Il déplia un journal.

– Vous avez lu ? La politique…

– Oh, je ne crois pas à la guerre. Il y a de la friction, évidemment, mais… Ça se tassera…

– Vous vous figurez cela ! Eh bien, je ne voudrais pas jouer les oiseaux de mauvais augure, mais je dis que ça va mal ! Mal, mal, mal !

Comme il parlait, on frappa une troisième fois. C’était encore Lemmel.

– Vous m’excuserez, monsieur Raymon. Je passais, j’ai entendu votre voix, Benassis. Je voulais vous demander… Pour l’étude de demain matin… Est-ce que ça vous dérangerait de me remplacer pendant la première demi-heure ?

– Eh ! s’exclama Benassis, c’est moi qui la fais, cette étude ! Vous savez bien que je fais toujours l’étude du matin !

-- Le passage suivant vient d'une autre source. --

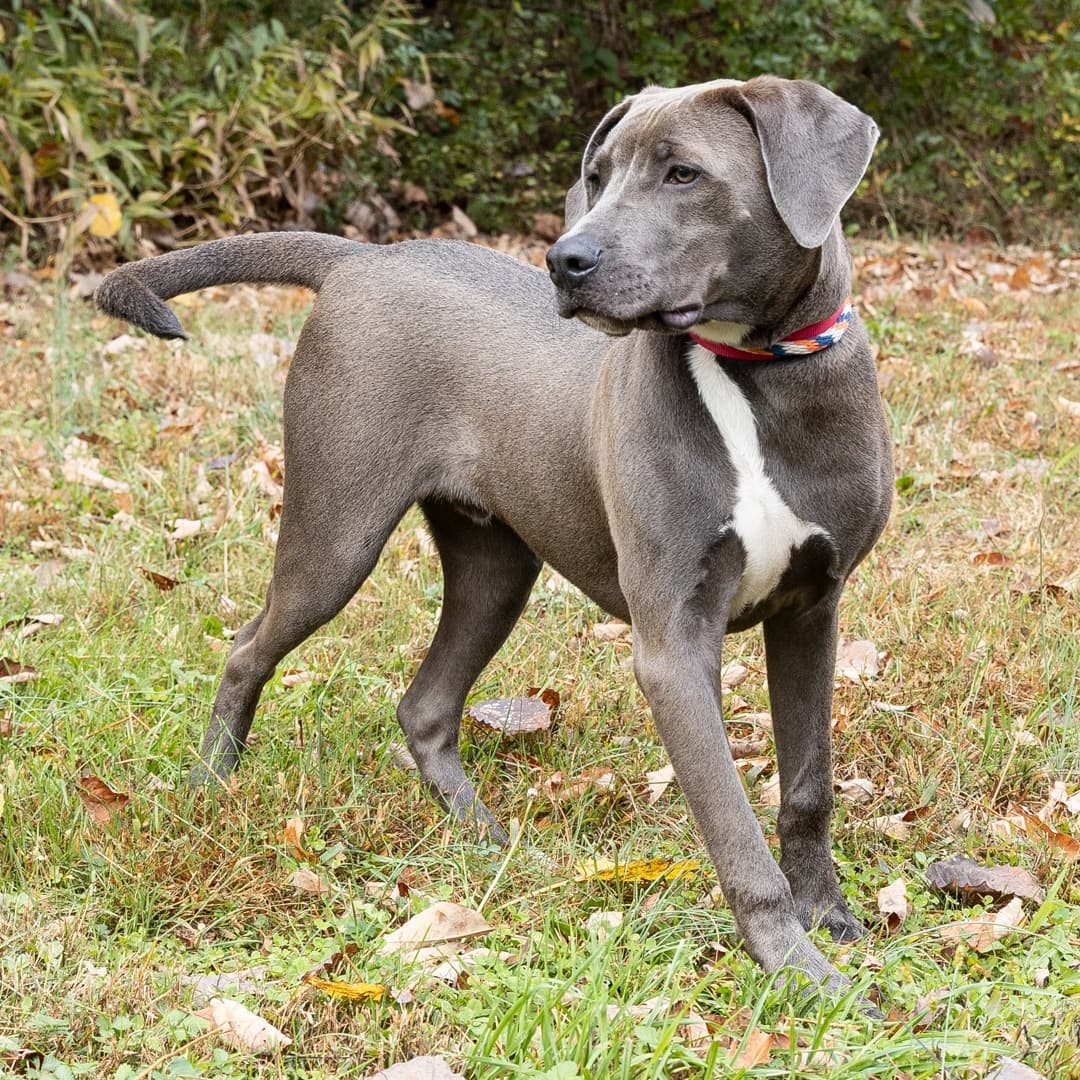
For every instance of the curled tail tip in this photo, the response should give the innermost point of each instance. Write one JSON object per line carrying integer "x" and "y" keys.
{"x": 124, "y": 297}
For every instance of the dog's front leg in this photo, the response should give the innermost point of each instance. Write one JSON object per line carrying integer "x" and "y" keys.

– Ah, mais oui… C’est juste ! Où avais-je l’esprit ?

Il tourna un peu, puis grogna :

– Ça va mal, dites-vous, Benassis ? Je suis de votre avis ! Ça va très mal… Si mal que ça pourrait finir par casser, d’un moment à l’autre…

Après un regard soupçonneux, il se décida à sortir.

– Ne faites pas attention, dit Benassis. Il est un peu toc-toc, je crois.

À son tour, il se dirigea vers la porte.

– Il faut que je file à mon dortoir.

– Vous avez laissé les petits tout seuls ?

– Non ! J’ai demandé à M. Mirambeau de me prêter un élève de philosophie pour qu’il me remplace cinq minutes. Je me sauve. À demain.